Developing Countries Block U.N. Climate Talks

December 14, 2009 - 10:11 AM
China, India and other developing nations blocked U.N. climate talks on Monday, bringing negotiations to a halt with their demand that rich countries discuss much deeper cuts in their greenhouse gas emissions.
Copenhagen (AP) - China, India and other developing nations blocked U.N. climate talks on Monday, bringing negotiations to a halt with their demand that rich countries discuss much deeper cuts in their greenhouse gas emissions.
 
Representatives from developing countries -- a bloc of 135 nations -- said they refused to participate in any working groups at the 192-nation summit until the issue was resolved.
 
The move was a setback for the c, which were already faltering over long-running disputes between rich and poor nations over emissions cuts and financing for developing countries to deal with climate change.
 
The dispute came as the conference entered its second week, and only days before over 100 world leaders including President Barack Obama were scheduled to arrive in Copenhagen.
 
"Nothing is happening at this moment," Zia Hoque Mukta, a delegate from Bangladesh, told The Associated Press. He said developing countries have demanded that conference president Connie Hedegaard bring the industrial nations' emissions targets to the top of the agenda before talks can resume.
 
Poor countries, supported by China, say Hedegaard had raised suspicion that the conference was likely to kill the 1997 Kyoto Protocol, which limited carbon emissions by wealthy countries and imposed penalties for failing to meet those targets.
 
Poor countries want to extend that treaty because it commits rich nations to emissions cuts but doesn't make any legally binding requirements on developing countries.

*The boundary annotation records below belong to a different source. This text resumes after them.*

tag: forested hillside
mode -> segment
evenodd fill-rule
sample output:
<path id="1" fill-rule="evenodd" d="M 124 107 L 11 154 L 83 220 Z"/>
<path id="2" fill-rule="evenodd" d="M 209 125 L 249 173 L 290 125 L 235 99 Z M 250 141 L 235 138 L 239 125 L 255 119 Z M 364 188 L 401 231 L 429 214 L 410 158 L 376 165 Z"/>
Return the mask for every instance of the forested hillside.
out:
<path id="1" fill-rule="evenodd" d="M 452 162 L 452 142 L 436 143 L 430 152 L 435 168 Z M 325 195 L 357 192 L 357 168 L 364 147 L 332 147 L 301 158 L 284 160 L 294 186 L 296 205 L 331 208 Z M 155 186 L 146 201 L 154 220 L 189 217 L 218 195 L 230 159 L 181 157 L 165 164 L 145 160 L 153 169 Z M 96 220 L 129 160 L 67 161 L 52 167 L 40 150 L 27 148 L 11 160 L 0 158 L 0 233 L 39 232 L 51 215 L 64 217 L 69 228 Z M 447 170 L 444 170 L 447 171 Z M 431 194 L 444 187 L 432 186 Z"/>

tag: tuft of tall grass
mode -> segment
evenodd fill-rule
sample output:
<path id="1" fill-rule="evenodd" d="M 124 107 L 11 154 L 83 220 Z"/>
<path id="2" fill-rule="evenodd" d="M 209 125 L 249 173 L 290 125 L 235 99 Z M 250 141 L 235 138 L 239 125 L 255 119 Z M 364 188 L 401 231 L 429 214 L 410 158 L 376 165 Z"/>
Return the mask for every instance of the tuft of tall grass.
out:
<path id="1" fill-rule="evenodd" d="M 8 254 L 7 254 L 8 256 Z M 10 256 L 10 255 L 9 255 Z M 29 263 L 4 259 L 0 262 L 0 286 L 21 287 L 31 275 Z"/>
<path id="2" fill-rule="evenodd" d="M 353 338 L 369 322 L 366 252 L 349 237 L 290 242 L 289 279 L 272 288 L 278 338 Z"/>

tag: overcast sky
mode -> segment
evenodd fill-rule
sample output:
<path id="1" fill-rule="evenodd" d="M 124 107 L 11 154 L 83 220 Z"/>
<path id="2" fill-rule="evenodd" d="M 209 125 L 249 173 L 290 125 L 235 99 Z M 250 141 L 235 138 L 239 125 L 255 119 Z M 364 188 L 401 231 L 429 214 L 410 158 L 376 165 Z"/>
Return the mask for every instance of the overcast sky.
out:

The United States would never support that, since it balked at signing Kyoto in the first place over concerns that China, India and other major greenhouse gas emitters were not required to take action.
 
"Trust is a major issue. We have lost faith," in Hedegaard, Mukta said.
 
An African delegate said developing countries decided to block the negotiations at a meeting hours before the conference was to resume. He was speaking on condition of anonymity because the meeting was held behind closed doors. He said applause broke out every time China, India or another country supported the proposal to stall the talks.
 
U.N. climate chief Yvo De Boer said Hedegaard was holding informal consultations with delegates "to get things going."
 
British Prime Minister Gordon Brown's office said he would arrive in Copenhagen on Tuesday -- two days earlier than previously planned -- in an attempt to inject momentum into the climate talks.
 
"His view is that these negotiations can't wait until the last minute. He believes that we have learnt the lessons from the G-20, that it takes leadership to get involved and try to pull together what is required as soon as possible," Brown's spokesman Simon Lewis told reporters in London.
 
Lewis denied that Brown -- facing a national election by June -- was seeking to personal credit if a deal is struck. "He is not seeking to push himself forward, but he has taken a personal view that it is important that, if world leaders can, they should get there early," the spokesman said.
 
Earlier Monday, British Climate Change Secretary Ed Miliband said it's up to him and his counterparts in Copenhagen to help bridge that gap between rich and poor countries and "not to leave everything" to the 100 world leaders -- including President Barack Obama -- who start arriving Wednesday.
 
"There are still difficult issues of process and substance that we have to overcome in the coming days," Miliband said. "Can we get the emission cuts we need? We need higher ambition from others and we will be pushing for that."